Приезжая. Ну спасибо. Сколько тебе?
Катя. Двенадцать.
Приезжая. Двенадцать?… Да ты что, в своем уме? Новых?
Катя. Что – новых?
Приезжая. Нет, это просто ни в какие ворота не лезет! У людей совершенно пет стыда, совершенно! Вот тебе пятьдесят копеек, и все! И скажи тому, кто научил тебя запрашивать такую цену…
Катя. Какую цепу? Вы что?
Приезжая. Ничего! На деньги и уходи. Такая маленькая, а… Нет, надо же!
Катя. При чем тут деньги? Я вам просто помогла… Это мне лет двенадцать!
Приезжая. Лет?
Катя. Да, лет! (Всхлипывает и убегает.)
Приезжая. Подожди, подожди, возьми на мороженое!… Ничего не понимаю… Тимуровцы, что ли, какие-то?… Бог знает, что за город!
Храм божий. Вход. Слева, за конторкой, Монашка, прислуживающая Батюшке. Рядом в полном облачении стоит сухощавый, моложавый Батюшка с кадилом в руке. Он утомлен и озабочен. Служба кончилась, вечер. В стороне – Наг я, она с любопытством наблюдает и слушает.
Батюшка. Пометь, значит, нынешних упокойников двоих…
Монашка. Подсчитано, батюшка, подсчитано…
Батюшка. Да Иван Михайлычевы, что он сегодня принес, туда же…
Монашка. Подсчитано, батюшка, подсчитано…
Батюшка. Да за свечи выручку…
Монашка. Подсчитано, батюшка, подсчитано.
Батюшка. А за свечи-то не должны мы? (Замечает Катю, слегка тушуется.) Нда, гм…

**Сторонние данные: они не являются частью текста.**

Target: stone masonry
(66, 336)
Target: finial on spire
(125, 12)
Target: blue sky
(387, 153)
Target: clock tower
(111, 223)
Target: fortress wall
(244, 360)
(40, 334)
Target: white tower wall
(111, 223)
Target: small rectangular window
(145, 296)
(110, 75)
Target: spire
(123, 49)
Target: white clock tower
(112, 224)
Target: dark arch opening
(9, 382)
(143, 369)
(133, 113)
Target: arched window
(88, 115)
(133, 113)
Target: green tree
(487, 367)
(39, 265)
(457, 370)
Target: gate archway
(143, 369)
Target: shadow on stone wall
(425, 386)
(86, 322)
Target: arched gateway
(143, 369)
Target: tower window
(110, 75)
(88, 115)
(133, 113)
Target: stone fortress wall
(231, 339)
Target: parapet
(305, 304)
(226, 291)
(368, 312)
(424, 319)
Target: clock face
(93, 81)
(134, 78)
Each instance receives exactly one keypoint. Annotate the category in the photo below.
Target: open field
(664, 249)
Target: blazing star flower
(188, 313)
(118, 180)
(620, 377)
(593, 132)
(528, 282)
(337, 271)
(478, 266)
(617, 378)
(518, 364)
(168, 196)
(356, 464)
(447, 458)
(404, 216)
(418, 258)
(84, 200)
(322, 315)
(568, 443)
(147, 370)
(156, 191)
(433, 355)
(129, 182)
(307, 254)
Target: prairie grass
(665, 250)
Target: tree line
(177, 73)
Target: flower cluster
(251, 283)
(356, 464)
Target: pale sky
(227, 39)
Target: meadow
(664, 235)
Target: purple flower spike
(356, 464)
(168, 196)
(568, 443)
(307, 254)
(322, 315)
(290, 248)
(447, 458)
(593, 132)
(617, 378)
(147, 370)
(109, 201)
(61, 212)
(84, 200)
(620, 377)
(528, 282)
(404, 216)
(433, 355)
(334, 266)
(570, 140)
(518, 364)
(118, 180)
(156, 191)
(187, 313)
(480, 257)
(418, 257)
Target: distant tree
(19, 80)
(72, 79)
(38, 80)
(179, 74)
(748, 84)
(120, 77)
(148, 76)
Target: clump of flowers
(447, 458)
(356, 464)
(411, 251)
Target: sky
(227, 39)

Монашка. Подсчитано, батюшка, подсчитано. Да тут еще…
Батюшка. Ну и ладно, и слава богу!… Устал я что-то нынче, так вот тут и поламывает. Тройчатки нету?
Монашка. У Алексей Захарыча должно быть, я мигом…

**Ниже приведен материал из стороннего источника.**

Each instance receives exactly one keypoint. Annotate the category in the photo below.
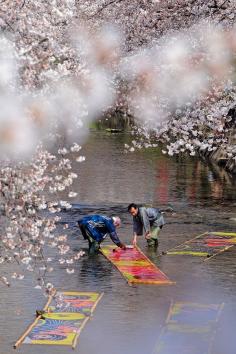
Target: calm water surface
(195, 197)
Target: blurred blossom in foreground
(179, 70)
(182, 68)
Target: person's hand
(122, 246)
(148, 236)
(135, 240)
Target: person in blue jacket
(148, 221)
(95, 228)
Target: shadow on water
(194, 198)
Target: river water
(195, 198)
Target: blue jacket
(147, 218)
(99, 226)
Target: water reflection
(129, 319)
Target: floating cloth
(61, 326)
(135, 266)
(189, 329)
(207, 245)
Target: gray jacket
(147, 218)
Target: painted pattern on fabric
(57, 327)
(135, 266)
(189, 329)
(207, 245)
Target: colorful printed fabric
(206, 245)
(63, 325)
(189, 329)
(135, 266)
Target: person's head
(116, 221)
(133, 209)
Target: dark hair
(132, 205)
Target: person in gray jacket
(148, 221)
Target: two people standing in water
(146, 221)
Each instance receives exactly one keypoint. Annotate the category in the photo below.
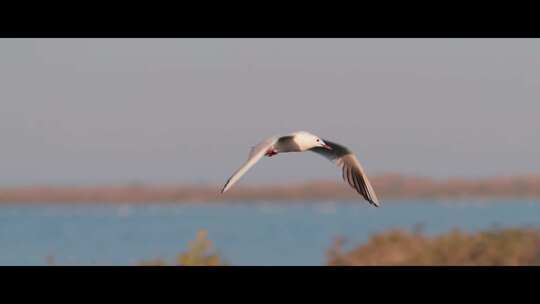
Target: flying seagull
(303, 141)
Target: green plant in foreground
(201, 253)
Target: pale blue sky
(94, 111)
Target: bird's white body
(302, 141)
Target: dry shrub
(400, 247)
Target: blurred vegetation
(201, 253)
(484, 248)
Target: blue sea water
(243, 233)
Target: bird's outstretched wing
(352, 171)
(255, 155)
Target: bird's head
(308, 141)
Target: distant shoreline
(388, 187)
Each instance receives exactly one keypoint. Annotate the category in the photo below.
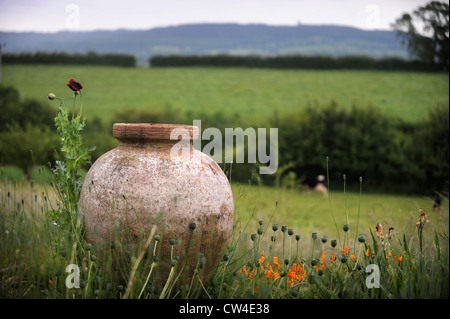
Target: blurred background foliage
(390, 154)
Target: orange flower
(261, 260)
(275, 261)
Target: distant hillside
(213, 39)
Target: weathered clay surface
(140, 184)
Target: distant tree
(429, 45)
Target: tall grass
(265, 259)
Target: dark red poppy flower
(74, 85)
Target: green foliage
(68, 172)
(11, 173)
(90, 58)
(22, 146)
(433, 19)
(364, 142)
(291, 62)
(27, 137)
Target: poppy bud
(74, 85)
(361, 238)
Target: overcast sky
(85, 15)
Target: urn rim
(154, 131)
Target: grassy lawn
(252, 93)
(306, 213)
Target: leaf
(436, 244)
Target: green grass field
(33, 250)
(254, 94)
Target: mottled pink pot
(140, 184)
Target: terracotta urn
(156, 178)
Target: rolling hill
(191, 39)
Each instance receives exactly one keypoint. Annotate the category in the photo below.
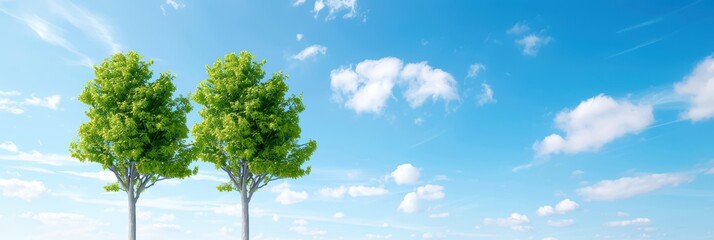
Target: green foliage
(136, 127)
(248, 120)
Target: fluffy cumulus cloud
(545, 210)
(310, 52)
(532, 43)
(405, 174)
(594, 123)
(337, 192)
(430, 192)
(517, 222)
(698, 87)
(424, 82)
(627, 187)
(411, 201)
(561, 223)
(25, 190)
(334, 7)
(287, 196)
(625, 223)
(367, 87)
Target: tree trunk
(244, 207)
(132, 214)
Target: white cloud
(225, 231)
(287, 196)
(176, 5)
(8, 146)
(406, 174)
(486, 95)
(25, 190)
(310, 51)
(298, 2)
(430, 192)
(377, 236)
(10, 93)
(561, 223)
(594, 123)
(532, 43)
(636, 221)
(165, 218)
(474, 69)
(89, 23)
(545, 210)
(105, 176)
(627, 187)
(565, 206)
(337, 192)
(518, 29)
(230, 210)
(516, 221)
(410, 203)
(439, 215)
(367, 88)
(335, 6)
(51, 102)
(10, 106)
(424, 82)
(301, 228)
(363, 191)
(208, 176)
(57, 218)
(698, 87)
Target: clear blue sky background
(434, 119)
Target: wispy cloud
(640, 25)
(310, 51)
(645, 44)
(656, 19)
(49, 27)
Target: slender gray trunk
(244, 207)
(132, 213)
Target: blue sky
(460, 120)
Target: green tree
(136, 128)
(250, 129)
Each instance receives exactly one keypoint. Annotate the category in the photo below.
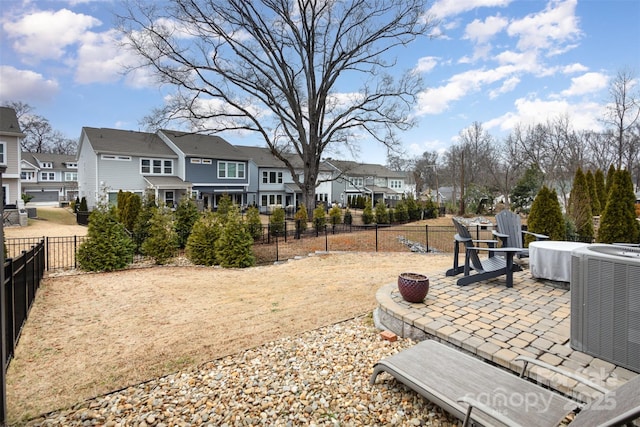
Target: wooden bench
(472, 389)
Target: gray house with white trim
(370, 180)
(49, 178)
(10, 136)
(110, 160)
(212, 166)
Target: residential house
(273, 179)
(110, 160)
(10, 137)
(212, 166)
(49, 178)
(374, 181)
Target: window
(271, 177)
(169, 198)
(231, 170)
(113, 157)
(271, 199)
(28, 176)
(156, 166)
(395, 183)
(356, 182)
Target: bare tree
(425, 171)
(622, 114)
(40, 137)
(275, 67)
(508, 167)
(600, 153)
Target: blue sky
(497, 62)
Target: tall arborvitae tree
(609, 182)
(108, 247)
(526, 189)
(277, 222)
(381, 213)
(225, 205)
(301, 217)
(600, 189)
(129, 207)
(186, 215)
(161, 243)
(234, 247)
(200, 247)
(254, 223)
(546, 216)
(580, 207)
(141, 226)
(618, 221)
(593, 194)
(413, 208)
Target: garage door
(43, 196)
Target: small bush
(382, 214)
(277, 222)
(401, 213)
(348, 217)
(546, 216)
(367, 215)
(319, 218)
(414, 210)
(618, 221)
(335, 215)
(108, 247)
(234, 246)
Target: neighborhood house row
(174, 164)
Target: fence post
(376, 237)
(326, 239)
(426, 232)
(47, 246)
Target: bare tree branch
(275, 67)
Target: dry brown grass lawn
(89, 334)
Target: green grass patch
(57, 215)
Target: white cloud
(426, 64)
(507, 86)
(437, 100)
(25, 85)
(550, 30)
(46, 35)
(481, 32)
(574, 68)
(100, 59)
(586, 83)
(583, 116)
(445, 8)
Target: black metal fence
(289, 241)
(22, 275)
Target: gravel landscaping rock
(320, 377)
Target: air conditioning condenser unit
(605, 303)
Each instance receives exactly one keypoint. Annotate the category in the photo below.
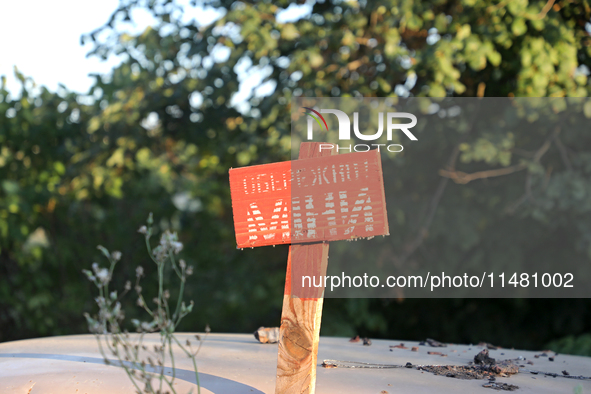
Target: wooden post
(300, 318)
(332, 198)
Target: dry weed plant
(144, 365)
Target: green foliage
(161, 134)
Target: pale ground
(235, 364)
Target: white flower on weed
(103, 275)
(176, 247)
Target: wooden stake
(300, 319)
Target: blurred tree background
(160, 132)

Батюшка. Полно, полно, я сам спрошу… Глаза-то какие, господи! (Кате.) Что смотришь? Подойди сюда, отроковица…
Катя. Вы меня?
Батюшка. Тебя, тебя. Отроковица – значит девочка… Я что-то не видал тебя у нас прежде…

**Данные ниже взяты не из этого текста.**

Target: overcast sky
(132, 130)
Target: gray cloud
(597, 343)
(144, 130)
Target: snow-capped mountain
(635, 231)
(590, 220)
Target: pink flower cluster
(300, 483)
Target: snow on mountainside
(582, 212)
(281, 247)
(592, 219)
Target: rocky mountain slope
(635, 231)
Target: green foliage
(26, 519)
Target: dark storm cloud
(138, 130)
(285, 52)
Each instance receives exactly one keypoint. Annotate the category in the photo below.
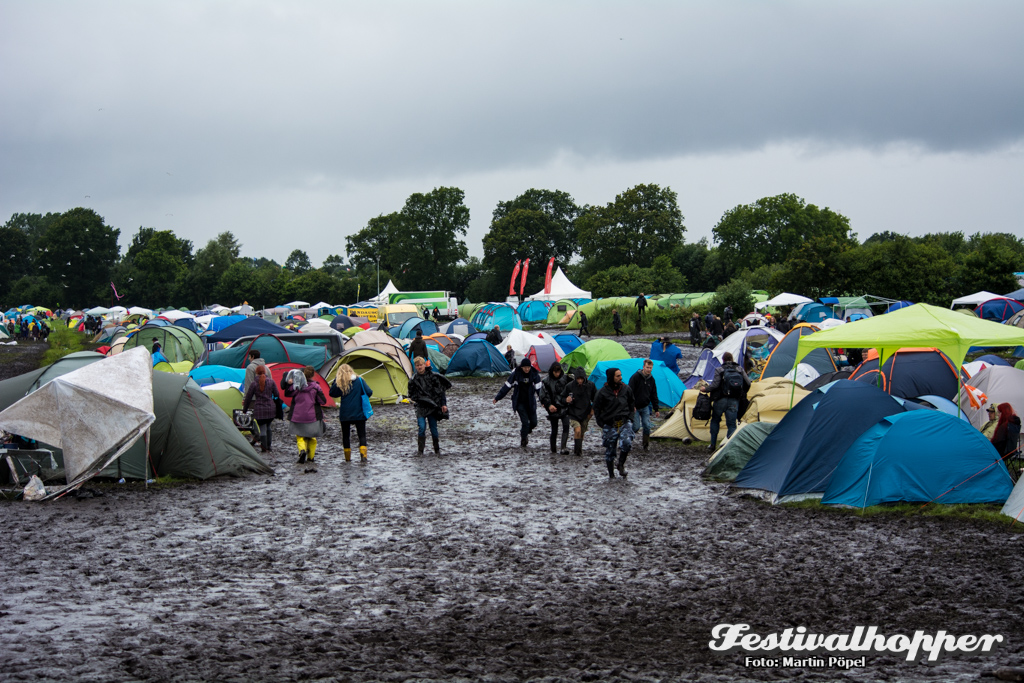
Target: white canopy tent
(974, 299)
(561, 288)
(783, 299)
(94, 414)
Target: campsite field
(484, 563)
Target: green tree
(771, 228)
(78, 251)
(643, 222)
(298, 262)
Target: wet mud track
(484, 563)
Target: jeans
(641, 418)
(729, 407)
(612, 436)
(360, 432)
(422, 424)
(527, 419)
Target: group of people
(621, 410)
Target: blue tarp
(670, 387)
(220, 322)
(247, 327)
(535, 311)
(205, 375)
(922, 456)
(477, 357)
(801, 454)
(568, 342)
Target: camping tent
(477, 357)
(387, 379)
(176, 343)
(730, 459)
(998, 384)
(781, 359)
(94, 413)
(910, 373)
(384, 343)
(589, 354)
(670, 387)
(803, 451)
(532, 310)
(247, 327)
(915, 326)
(783, 299)
(561, 288)
(923, 456)
(999, 309)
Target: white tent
(974, 299)
(521, 341)
(783, 299)
(94, 414)
(561, 288)
(384, 293)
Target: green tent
(736, 452)
(192, 437)
(385, 376)
(176, 343)
(589, 354)
(921, 325)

Катя. Я нечаянно зашла. Я мальчика одного ищу, Гену. Вы не видели случайно – мальчик такой, со скрипкой?
Батюшка. Со скрипкой? Нет. А что ты его ищешь?
Катя. Да понимаете, его обидели, и совсем несправедливо. Ему помочь надо.
Батюшка. Ох как болит!… И ты его ищешь, чтобы помочь?… (Задумывается.)
Монашка. А пионерам ведь не положено в храм-то божий! А у тебя вон он, галстук-то, краснеется, ишь!
Катя. А почему не положено? Я не знала.
Монашка. Как это не знала, должна знать! Аль ты, может, веруешь?
Катя. Что?
Монашка. Ну, в бога веришь?
Катя. В бога? Его нету.
Монашка. Во!… Ну! Вот они, вот, повырастали!…
Батюшка. Ну-ну, Ефимовна, будет! Сходи-ка мне пока к Алексей Захарычу, а мы поговорим.